IT company scoops up Canadian insurance solutions developer

Acquisition bolsters the insurance expertise of the multinational IT developer

IT company scoops up Canadian insurance solutions developer

Insurance News

By Lyle Adriano

GFT Technologies SE in the UK has approved the full acquisition of all shares of V-NEO, a Canadian provider of integrated IT solutions for the insurance industry.

V-NEO’s clients include some of the biggest insurers in Canada, Belgium, and France. The company has also acted as a service partner for the insurance platforms Guidewire and Oracle OIPA. Founded in 2011, V-NEO currently has 160 employees across its three sites in Quebec, Toronto, and Brussels.

A release said that through the acquisition of V-NEO, “GFT strengthens its expertise in the insurance sector, expands its market position in North America and gains a new location in Belgium.”

The purchase price will be paid in cash; both parties have agreed not to disclose the price.

As part of the consolidation, which closes August 2018, GFT expects additional revenues of about $11 million for this financial year.

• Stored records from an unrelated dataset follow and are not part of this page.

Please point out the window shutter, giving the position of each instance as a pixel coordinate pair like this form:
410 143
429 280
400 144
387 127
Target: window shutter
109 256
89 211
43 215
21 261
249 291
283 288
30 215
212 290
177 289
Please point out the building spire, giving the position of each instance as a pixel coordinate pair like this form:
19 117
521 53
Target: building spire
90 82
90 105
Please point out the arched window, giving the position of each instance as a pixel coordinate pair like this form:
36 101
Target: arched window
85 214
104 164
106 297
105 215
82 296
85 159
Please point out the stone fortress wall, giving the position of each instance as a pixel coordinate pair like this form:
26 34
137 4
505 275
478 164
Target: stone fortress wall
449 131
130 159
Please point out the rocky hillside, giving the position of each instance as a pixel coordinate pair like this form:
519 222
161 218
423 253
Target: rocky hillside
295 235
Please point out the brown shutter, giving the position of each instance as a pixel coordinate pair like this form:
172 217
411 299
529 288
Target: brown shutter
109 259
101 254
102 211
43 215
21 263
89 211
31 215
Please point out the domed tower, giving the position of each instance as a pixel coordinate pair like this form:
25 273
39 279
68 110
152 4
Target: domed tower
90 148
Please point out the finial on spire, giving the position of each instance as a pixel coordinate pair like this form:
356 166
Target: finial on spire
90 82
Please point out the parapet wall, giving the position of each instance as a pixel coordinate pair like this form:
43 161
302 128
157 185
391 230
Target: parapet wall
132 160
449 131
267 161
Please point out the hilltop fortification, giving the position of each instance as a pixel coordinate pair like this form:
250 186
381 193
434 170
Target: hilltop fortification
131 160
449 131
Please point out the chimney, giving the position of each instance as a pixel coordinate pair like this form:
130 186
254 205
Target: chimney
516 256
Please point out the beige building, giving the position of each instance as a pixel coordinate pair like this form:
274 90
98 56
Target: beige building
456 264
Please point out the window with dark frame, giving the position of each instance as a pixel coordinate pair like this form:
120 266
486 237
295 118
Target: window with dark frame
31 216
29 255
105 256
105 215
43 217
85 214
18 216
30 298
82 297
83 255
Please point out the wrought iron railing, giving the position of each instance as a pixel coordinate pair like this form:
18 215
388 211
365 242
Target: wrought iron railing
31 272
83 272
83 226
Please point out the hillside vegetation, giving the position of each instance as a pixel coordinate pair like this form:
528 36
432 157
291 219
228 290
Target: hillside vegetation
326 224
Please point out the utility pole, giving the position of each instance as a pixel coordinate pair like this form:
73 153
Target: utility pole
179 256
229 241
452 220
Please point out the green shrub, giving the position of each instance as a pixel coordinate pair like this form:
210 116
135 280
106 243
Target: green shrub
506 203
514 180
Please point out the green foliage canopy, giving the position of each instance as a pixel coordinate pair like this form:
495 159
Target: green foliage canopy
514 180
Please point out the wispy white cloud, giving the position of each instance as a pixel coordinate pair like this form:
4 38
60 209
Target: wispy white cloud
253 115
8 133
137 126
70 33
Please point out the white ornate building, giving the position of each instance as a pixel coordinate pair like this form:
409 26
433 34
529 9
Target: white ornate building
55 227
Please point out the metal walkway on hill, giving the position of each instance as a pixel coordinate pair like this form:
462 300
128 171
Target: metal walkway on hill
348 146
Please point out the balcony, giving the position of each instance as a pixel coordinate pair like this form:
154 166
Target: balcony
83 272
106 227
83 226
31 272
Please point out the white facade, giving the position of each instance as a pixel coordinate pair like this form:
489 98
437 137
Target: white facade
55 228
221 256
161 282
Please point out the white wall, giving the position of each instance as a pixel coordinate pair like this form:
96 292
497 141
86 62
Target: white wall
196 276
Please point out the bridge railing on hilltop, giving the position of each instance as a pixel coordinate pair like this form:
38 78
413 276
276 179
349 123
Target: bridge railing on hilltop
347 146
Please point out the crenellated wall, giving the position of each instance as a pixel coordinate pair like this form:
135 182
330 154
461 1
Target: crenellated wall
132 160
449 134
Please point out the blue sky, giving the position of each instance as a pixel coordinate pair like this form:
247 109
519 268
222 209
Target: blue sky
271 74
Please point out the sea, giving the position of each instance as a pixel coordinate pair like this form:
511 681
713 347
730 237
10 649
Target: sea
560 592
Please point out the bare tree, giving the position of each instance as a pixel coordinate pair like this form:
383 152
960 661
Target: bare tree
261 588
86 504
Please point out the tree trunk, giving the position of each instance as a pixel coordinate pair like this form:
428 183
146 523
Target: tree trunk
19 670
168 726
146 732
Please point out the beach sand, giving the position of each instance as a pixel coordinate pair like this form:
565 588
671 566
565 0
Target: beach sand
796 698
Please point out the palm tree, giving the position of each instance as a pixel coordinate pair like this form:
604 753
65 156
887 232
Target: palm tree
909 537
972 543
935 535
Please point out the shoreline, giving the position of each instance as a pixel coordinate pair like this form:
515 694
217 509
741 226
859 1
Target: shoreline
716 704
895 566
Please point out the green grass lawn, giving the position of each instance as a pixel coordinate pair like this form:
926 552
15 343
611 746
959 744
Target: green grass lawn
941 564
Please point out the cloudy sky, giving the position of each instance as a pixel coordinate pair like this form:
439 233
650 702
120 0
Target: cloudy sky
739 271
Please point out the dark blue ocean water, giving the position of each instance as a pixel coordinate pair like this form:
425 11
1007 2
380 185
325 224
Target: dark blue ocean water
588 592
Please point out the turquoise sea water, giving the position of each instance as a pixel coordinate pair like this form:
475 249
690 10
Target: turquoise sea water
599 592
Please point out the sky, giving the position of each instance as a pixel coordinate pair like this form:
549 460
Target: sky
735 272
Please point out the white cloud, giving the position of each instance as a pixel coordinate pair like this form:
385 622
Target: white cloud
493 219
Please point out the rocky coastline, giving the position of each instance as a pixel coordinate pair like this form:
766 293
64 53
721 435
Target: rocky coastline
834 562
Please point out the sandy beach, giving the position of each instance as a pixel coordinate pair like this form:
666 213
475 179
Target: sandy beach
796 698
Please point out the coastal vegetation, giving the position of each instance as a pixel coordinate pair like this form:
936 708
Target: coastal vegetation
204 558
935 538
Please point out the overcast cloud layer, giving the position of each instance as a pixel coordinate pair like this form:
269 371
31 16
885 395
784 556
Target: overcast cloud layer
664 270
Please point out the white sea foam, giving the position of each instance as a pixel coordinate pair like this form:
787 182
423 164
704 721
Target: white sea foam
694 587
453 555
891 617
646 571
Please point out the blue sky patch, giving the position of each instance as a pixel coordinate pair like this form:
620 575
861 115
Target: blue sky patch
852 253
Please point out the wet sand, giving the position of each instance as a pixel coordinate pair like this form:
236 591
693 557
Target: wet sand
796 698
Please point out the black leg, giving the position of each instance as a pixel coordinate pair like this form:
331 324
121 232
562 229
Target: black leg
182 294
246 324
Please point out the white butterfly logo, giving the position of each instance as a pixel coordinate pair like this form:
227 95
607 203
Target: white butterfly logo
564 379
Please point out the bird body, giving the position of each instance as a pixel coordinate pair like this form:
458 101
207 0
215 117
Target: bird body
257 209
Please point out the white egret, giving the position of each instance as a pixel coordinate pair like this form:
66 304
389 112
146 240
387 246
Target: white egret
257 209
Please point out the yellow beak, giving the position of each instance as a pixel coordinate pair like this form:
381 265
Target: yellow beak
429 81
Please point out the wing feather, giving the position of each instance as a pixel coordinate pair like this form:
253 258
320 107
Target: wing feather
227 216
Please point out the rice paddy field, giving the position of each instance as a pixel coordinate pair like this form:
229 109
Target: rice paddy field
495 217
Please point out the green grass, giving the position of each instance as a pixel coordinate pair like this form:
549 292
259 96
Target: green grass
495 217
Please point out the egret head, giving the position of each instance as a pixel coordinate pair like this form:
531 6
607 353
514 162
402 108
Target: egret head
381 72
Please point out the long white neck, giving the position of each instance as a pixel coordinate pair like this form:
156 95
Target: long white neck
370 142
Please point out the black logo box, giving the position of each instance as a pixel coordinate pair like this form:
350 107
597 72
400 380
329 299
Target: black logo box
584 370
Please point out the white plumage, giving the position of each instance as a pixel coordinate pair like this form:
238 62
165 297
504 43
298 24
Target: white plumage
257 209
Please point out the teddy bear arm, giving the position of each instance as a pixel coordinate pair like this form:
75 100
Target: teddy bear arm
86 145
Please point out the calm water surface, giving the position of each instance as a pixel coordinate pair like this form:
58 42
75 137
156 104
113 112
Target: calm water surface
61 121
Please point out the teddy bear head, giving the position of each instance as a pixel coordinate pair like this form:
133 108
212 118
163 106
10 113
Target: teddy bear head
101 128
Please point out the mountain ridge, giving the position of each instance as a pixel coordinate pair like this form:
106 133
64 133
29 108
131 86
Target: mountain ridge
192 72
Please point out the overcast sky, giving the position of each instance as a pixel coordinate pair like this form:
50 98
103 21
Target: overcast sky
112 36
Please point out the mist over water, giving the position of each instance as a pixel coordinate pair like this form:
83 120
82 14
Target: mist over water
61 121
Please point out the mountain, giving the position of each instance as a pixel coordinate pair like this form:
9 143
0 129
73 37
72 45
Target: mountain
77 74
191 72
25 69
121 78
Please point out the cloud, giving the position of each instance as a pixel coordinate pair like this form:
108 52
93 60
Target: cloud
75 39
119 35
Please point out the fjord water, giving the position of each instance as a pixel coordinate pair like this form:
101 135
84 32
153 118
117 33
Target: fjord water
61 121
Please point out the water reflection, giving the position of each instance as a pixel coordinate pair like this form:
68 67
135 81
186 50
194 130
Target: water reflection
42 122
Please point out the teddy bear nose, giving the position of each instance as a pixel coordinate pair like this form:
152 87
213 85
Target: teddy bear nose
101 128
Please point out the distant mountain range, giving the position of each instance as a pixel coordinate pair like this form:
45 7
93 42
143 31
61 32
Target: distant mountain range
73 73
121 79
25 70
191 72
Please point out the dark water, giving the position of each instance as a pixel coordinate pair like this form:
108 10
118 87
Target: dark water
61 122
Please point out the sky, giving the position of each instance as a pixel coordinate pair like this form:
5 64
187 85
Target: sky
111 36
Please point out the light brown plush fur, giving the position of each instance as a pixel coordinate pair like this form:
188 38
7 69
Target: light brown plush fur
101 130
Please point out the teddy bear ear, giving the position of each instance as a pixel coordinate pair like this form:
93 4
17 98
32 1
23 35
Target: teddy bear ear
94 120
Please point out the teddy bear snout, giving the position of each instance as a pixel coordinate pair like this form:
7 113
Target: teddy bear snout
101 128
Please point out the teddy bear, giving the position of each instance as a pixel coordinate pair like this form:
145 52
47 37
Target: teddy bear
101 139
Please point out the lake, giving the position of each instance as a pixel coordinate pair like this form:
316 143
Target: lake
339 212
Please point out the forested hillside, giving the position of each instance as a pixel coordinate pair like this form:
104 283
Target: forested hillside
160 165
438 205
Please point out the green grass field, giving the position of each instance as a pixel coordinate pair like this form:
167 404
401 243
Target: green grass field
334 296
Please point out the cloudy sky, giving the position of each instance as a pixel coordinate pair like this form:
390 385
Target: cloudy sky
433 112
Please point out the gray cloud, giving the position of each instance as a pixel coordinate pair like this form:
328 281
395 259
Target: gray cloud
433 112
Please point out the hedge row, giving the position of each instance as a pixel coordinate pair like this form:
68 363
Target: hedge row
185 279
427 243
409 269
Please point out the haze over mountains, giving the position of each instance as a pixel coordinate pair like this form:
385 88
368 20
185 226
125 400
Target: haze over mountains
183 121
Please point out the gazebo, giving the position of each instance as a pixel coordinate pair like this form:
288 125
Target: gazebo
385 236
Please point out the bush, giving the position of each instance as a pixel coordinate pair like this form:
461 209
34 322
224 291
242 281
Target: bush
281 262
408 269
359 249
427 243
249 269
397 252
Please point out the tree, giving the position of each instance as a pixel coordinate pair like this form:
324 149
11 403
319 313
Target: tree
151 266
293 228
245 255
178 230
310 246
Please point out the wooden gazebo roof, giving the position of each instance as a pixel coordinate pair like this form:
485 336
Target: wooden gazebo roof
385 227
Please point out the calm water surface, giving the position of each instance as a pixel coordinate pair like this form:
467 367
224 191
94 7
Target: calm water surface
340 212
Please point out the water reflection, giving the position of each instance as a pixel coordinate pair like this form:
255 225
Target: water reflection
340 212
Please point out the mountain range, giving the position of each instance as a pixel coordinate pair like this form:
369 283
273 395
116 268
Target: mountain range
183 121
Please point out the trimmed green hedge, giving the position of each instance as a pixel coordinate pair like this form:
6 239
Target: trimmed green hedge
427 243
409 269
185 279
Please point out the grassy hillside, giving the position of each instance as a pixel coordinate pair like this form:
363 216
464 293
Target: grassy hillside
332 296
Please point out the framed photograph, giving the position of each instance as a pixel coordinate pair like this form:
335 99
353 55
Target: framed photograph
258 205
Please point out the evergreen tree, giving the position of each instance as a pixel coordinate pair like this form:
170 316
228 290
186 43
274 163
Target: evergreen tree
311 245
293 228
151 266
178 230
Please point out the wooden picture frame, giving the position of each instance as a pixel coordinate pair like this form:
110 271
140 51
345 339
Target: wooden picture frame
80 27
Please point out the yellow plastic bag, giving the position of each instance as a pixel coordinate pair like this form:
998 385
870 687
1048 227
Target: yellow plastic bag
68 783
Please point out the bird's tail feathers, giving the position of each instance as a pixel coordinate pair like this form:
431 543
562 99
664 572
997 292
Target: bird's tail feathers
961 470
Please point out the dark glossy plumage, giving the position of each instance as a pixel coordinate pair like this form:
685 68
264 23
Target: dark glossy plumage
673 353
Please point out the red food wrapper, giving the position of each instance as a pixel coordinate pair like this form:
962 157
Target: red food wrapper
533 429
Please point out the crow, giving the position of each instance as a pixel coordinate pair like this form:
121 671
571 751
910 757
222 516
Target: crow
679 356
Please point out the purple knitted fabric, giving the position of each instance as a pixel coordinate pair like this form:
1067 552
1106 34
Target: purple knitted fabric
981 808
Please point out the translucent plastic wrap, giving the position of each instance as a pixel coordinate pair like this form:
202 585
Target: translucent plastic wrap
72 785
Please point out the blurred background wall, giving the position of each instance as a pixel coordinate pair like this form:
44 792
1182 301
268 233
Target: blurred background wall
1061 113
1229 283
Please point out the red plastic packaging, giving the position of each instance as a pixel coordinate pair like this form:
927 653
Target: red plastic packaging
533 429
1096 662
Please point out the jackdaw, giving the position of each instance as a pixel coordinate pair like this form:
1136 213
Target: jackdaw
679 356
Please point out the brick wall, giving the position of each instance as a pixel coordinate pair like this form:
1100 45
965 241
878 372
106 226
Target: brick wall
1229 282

V-NEO will not make a significant contribution to GFT’s earnings in 2018 due to acquisition-related costs.

“The acquisition underpins our international growth strategy and medium-term forecast for 2022. The technological know-how and the client base of V-NEO are a perfect fit for GFT - as are its highly skilled on-site client consultants in North America and Europe, as well as the nearshore development teams in Canada,” said GFT Technologies SE CEO Marika Lulay during the contract signing.

“With our deep insurance know-how and our technological skills, we are not just a perfect fit for each other, but will also help diversify GFT’s customer portfolio with our long-lasting client relationships,” added V-NEO CEO Alain Lamothe in a statement. “The international GFT presence enables us to recognize global industry trends at an early stage, tapping into the market potential together, both with our clients and our partners.”